Suggestions About Air Conditioning Worship Spaces

From the Interfaith Coalition on Energy. May, 2000
It’s Cooling Time, Just Like it was Last Summer…

We don’t want you to install air conditioning because we are in business to help you lower your energy use, not increase it. 
Anyhow, here are some guidelines we send to congregations who are considering air conditioning:

  • Air conditioning is expensive to install and can be unsightly.  A central air conditioning system may require that you install a larger electric service to the building, so include those costs with the installation costs.
  • The older the building, the more likely you will have to upgrade the service.  Worship spaces registered as historic sites should be very sensitive to outside air grilles and the placement of condensing units.


  • Air conditioning can be expensive to operate. Don’t forget to include the annual maintenance costs in predicting the operating expense. Once it is installed, members of the congregations may want to run it during all funerals and weddings.  Not to do so, unfortunately, may be considered dishonorable.


  • Not all members of congregations appreciate air conditioning, particularly if the air flow dumps excess chilled air on the pew they have occupied for generations.  Other members of the congregation may resist air conditioning because of environmental reasons because air conditioning is on-peak both seasonally and daily, forcing utilities to add generation capacity more than any other type of load.
  • Older worship spaces usually have natural ventilation systems.  Often, these have been closed off to save heating energy.  If the ventilation is used during the summer only, it can be very effective.  Examples of such systems include vents or doors into the base of tall steeples, large grilles in ceilings, which open into ventilated attics, and airshafts in walls and partitions.  Appropriate use of natural ventilation may eliminate the need for air conditioning.
  • If natural ventilation systems are not adequate, ceiling fans may offer comfort.  Ceiling fans should be used only in the cooling season; they have no benefit or negative benefit during the heating season.  Ceiling fans have to be installed above the lights to prevent flickering.  Fans should be high quality, industrial-grade, three-bladed fans, each on a separate variable speed switch.  They should blow down only, not up.
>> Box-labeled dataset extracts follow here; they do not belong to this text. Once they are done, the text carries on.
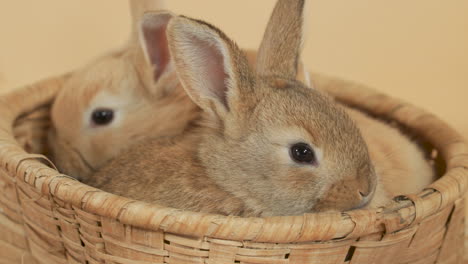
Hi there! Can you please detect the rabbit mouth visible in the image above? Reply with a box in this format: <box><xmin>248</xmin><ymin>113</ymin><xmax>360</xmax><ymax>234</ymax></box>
<box><xmin>71</xmin><ymin>147</ymin><xmax>97</xmax><ymax>176</ymax></box>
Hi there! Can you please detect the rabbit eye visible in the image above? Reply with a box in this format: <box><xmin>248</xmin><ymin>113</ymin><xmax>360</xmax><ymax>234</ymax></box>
<box><xmin>91</xmin><ymin>108</ymin><xmax>114</xmax><ymax>126</ymax></box>
<box><xmin>290</xmin><ymin>143</ymin><xmax>317</xmax><ymax>164</ymax></box>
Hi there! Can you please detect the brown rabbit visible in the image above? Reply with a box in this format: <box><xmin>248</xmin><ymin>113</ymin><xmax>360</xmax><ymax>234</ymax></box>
<box><xmin>49</xmin><ymin>0</ymin><xmax>306</xmax><ymax>182</ymax></box>
<box><xmin>302</xmin><ymin>73</ymin><xmax>436</xmax><ymax>207</ymax></box>
<box><xmin>89</xmin><ymin>0</ymin><xmax>377</xmax><ymax>216</ymax></box>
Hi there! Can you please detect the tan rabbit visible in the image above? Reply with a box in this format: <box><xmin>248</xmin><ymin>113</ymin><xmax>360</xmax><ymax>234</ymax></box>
<box><xmin>49</xmin><ymin>0</ymin><xmax>306</xmax><ymax>182</ymax></box>
<box><xmin>302</xmin><ymin>73</ymin><xmax>436</xmax><ymax>207</ymax></box>
<box><xmin>49</xmin><ymin>0</ymin><xmax>198</xmax><ymax>180</ymax></box>
<box><xmin>89</xmin><ymin>0</ymin><xmax>377</xmax><ymax>216</ymax></box>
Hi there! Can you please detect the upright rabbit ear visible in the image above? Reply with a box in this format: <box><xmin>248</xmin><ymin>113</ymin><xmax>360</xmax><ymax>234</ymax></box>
<box><xmin>139</xmin><ymin>11</ymin><xmax>174</xmax><ymax>81</ymax></box>
<box><xmin>256</xmin><ymin>0</ymin><xmax>305</xmax><ymax>79</ymax></box>
<box><xmin>167</xmin><ymin>17</ymin><xmax>253</xmax><ymax>115</ymax></box>
<box><xmin>128</xmin><ymin>0</ymin><xmax>167</xmax><ymax>38</ymax></box>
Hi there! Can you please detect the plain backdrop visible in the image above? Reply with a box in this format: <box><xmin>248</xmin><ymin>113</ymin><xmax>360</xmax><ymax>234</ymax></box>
<box><xmin>0</xmin><ymin>0</ymin><xmax>468</xmax><ymax>135</ymax></box>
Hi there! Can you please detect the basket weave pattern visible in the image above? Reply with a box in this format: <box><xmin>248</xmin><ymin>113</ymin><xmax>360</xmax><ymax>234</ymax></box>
<box><xmin>0</xmin><ymin>76</ymin><xmax>468</xmax><ymax>264</ymax></box>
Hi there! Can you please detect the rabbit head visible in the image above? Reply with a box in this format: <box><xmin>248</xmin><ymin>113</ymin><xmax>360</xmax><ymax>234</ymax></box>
<box><xmin>167</xmin><ymin>0</ymin><xmax>377</xmax><ymax>216</ymax></box>
<box><xmin>49</xmin><ymin>12</ymin><xmax>198</xmax><ymax>181</ymax></box>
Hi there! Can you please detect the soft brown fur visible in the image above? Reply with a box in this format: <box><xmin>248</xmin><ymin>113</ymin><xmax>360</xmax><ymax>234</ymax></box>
<box><xmin>49</xmin><ymin>0</ymin><xmax>306</xmax><ymax>182</ymax></box>
<box><xmin>89</xmin><ymin>0</ymin><xmax>377</xmax><ymax>216</ymax></box>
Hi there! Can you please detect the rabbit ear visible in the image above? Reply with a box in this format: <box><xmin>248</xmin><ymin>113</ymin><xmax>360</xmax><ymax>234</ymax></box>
<box><xmin>167</xmin><ymin>17</ymin><xmax>253</xmax><ymax>115</ymax></box>
<box><xmin>256</xmin><ymin>0</ymin><xmax>305</xmax><ymax>79</ymax></box>
<box><xmin>128</xmin><ymin>0</ymin><xmax>167</xmax><ymax>37</ymax></box>
<box><xmin>139</xmin><ymin>11</ymin><xmax>174</xmax><ymax>81</ymax></box>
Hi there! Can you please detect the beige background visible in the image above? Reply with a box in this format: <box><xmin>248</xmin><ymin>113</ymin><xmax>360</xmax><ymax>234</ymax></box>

  • If you install air conditioning, you may not need a very large system.  Before sizing it, we strongly recommend that you lower your cooling load by installing lighting that uses less wattage.  Air conditioning equipment will probably be oversized if you size it according to the warmest and most humid conditions.  Instead, size it to allow for pre-cooling before and in between services.  Toward the end of the service, the space may become warmer but still tolerable on the hottest and most humid days.  Sometimes, all that is required is a very small, ductless split system for the choir loft.  Smaller systems require single-phase electricity because they are designed for the residential market.  Above five tons, systems often require three-phase power, which necessitates a new electrical service to the building.
  • Some codes require outside air at 15 cubic feet per minute per occupant.  Since worship spaces are large and leaky, such outside air requirements may not be necessary.  If a system is sized for outside air for hottest, most humid day with filled pews, the air conditioning system may be way oversized.
  • Avoid cutting edge technology.  Choose middle-high-efficiency, commonly available equipment because the cost of installing fancy technology is higher, the availability of parts is lower, and the chance is greater that its manufacturer will orphan the new technology.  Pick equipment so that when you have an emergency, the repair person is more likely to have replacement parts already on his truck.  This means avoiding thermal storage, gas-fired heat pumps and ground source heat pumps for the time being.  For your home, you would be better off choosing equipment that is very efficient, but the relatively few hours use of a worship space are so few that high efficiency equipment does not have as great an impact on electric costs.
  • Avoid complicated system controls.  Unless you are sure you are going to have computer-literate, well-paid facility maintenance personnel from now on, don’t install computerized control systems.  You can control energy use with digital clock thermostats.  With anything more complicated than that, the instruction manuals will get lost, people will try to bypass the controls and you will become very frustrated.  Since weddings, funerals and special events change your operating schedule, make sure the controls are flexible and easy to program.  Remember, setting a lower temperature will not make the system work harder… it will just make the room colder.
  • Make sure you can easily access the equipment to change filters.
  • If you add air conditioning, you should find out what your rate options are from your electric utility.  Often, shifting to an off-peak rate will lower cooling costs.  PECO Energy offers the Night Service Rider.  PECO’s off-peak times are 8pm to 8am weekdays, from 4pm Friday until 8am Monday, and also includes major holidays.  If you are paying for demand (kilowatts) as well as usage (kilowatthours), and you don’t qualify for an off-peak rate, you may want to consider interlocking the compressors so they don’t all operate at the same time.
  • Once you install air conditioning, keep it off whenever possible.  It may take as short as a half hour to pre-cool with air conditioning, and a bit longer if it is very hot and humid.